I got rid of it in two of my guitars, never looked back  Since I use EMG's I just wired the pickups to have two volume knobs instead, and I enjoy the in-between tones in the middle position a lot more than the tone knob.


----------



## Norjen (Feb 13, 2013)

Nvm, I tore the tone out and rewired everything to match seymour duncan's diagrams. Haven't tested it yet but everything should be fine unless there's more defective parts.


----------



## GizmoGardens (Feb 14, 2013)

Jonisbrutal said:


> I always have my tone at 10 too. So I wouldn't really miss the pot, plus my guitar has a "relic'd look" so the hole would just add more charactor in my opinion. I'm just a bit concerned about the treble boost I'll get from removing the tone pot. Dont want to sound too "trebly". I'll post some pics when I get home.

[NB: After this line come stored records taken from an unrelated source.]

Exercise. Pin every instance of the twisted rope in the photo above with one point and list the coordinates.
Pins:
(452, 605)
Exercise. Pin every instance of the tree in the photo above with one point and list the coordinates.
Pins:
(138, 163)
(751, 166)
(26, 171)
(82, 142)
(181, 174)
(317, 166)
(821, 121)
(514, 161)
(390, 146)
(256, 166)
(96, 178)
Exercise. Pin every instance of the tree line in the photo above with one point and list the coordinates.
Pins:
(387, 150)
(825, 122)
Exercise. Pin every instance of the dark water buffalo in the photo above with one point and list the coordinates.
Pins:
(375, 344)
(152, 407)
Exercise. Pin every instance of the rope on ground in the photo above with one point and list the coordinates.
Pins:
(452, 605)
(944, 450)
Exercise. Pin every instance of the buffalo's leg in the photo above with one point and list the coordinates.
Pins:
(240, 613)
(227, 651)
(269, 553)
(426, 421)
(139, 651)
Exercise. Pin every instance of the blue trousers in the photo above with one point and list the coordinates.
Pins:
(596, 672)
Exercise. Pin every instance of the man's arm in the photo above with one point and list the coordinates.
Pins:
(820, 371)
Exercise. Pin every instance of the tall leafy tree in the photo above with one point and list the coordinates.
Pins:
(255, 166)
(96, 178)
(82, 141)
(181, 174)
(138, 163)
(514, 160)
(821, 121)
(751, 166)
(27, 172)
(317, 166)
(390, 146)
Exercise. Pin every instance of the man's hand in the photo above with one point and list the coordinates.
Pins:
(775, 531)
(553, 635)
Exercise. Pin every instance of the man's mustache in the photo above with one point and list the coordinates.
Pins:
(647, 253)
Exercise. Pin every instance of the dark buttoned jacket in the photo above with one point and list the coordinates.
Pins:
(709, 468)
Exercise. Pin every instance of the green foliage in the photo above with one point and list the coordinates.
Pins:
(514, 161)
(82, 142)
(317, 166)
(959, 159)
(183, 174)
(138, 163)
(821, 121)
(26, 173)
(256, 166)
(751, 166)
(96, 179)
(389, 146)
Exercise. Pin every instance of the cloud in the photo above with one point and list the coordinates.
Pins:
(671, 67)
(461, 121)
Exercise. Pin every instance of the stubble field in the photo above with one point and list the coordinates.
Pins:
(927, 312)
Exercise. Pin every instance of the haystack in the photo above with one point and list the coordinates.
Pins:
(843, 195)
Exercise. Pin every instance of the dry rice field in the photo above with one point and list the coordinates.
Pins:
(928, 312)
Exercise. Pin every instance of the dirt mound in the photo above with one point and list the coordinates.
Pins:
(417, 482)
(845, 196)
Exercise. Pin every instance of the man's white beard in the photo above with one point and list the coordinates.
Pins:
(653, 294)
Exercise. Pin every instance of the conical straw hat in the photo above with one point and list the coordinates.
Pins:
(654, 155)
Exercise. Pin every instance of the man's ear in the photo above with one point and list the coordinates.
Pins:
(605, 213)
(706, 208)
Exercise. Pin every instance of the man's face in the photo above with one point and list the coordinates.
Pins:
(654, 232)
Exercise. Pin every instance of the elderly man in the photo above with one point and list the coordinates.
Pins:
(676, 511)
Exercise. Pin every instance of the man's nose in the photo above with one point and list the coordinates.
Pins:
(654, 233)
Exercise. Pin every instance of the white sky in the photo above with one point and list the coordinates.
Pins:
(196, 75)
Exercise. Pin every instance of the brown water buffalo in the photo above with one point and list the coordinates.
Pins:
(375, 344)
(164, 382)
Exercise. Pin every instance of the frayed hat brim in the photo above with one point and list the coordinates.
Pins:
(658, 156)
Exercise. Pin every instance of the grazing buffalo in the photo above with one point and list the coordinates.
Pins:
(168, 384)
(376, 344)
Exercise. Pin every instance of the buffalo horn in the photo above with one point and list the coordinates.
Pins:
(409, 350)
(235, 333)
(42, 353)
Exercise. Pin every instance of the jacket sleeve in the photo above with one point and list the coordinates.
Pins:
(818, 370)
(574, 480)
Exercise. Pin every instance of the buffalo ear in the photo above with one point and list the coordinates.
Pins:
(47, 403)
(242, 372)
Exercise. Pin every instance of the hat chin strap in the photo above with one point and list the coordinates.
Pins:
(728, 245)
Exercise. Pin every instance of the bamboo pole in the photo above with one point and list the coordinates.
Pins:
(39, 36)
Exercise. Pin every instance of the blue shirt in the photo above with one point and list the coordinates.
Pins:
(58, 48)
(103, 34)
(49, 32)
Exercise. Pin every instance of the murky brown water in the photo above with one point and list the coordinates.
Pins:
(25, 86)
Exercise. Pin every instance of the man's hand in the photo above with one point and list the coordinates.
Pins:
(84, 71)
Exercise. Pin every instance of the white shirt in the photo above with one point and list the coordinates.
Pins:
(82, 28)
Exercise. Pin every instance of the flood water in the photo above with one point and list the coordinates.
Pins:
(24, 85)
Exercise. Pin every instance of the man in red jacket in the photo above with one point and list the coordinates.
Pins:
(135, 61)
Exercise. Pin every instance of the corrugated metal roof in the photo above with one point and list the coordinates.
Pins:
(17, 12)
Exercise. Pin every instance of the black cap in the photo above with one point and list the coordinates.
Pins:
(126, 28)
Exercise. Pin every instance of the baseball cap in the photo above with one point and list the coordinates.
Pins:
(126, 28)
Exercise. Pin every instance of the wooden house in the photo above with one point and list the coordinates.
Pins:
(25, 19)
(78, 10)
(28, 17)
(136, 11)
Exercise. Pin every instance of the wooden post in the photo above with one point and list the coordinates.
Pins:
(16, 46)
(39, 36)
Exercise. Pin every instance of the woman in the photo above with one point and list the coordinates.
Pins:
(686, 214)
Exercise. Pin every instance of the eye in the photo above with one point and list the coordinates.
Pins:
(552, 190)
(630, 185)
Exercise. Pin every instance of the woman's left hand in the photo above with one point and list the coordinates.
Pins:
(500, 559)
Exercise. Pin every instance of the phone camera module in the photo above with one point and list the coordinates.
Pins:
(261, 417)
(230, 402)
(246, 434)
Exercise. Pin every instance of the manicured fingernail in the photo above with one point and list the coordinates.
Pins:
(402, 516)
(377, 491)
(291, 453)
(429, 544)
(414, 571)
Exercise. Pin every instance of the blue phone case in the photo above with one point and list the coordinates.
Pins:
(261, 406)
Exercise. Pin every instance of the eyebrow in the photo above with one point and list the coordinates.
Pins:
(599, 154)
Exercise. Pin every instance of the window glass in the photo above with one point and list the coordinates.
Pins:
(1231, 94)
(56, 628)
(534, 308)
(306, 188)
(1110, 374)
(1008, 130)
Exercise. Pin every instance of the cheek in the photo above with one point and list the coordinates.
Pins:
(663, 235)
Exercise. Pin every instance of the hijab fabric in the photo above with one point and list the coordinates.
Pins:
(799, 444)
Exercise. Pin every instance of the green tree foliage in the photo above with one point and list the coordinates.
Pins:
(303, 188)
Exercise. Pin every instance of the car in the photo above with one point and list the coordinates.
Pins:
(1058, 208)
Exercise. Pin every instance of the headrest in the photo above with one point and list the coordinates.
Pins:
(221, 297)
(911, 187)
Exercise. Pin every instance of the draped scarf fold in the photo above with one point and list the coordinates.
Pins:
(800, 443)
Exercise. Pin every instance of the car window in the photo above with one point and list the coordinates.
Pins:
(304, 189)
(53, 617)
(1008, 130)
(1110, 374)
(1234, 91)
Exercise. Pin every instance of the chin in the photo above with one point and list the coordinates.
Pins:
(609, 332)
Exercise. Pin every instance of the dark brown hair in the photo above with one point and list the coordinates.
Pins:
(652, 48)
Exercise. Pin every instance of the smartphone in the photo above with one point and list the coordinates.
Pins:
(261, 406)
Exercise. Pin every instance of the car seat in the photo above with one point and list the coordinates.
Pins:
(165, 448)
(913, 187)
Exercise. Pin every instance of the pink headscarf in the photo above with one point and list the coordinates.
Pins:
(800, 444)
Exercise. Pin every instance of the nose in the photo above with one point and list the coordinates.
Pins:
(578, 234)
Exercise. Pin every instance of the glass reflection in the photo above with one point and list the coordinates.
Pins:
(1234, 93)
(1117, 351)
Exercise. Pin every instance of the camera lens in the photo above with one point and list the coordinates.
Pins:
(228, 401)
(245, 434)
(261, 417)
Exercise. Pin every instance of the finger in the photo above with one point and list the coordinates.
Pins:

Why not just replace it with a 500k resistor? That way you won't boost your highs at all, and you still get the satisfaction of ripping that son'bitch out.


----------



## Konfyouzd (Feb 14, 2013)

Usually you can just cut all the wires that connect it to the rest of the circuit and pull it straight out. I like it because they're typically attached to the volume pot in a manner similar to how a killswitch is attached so it makes the change really easy for me.


----------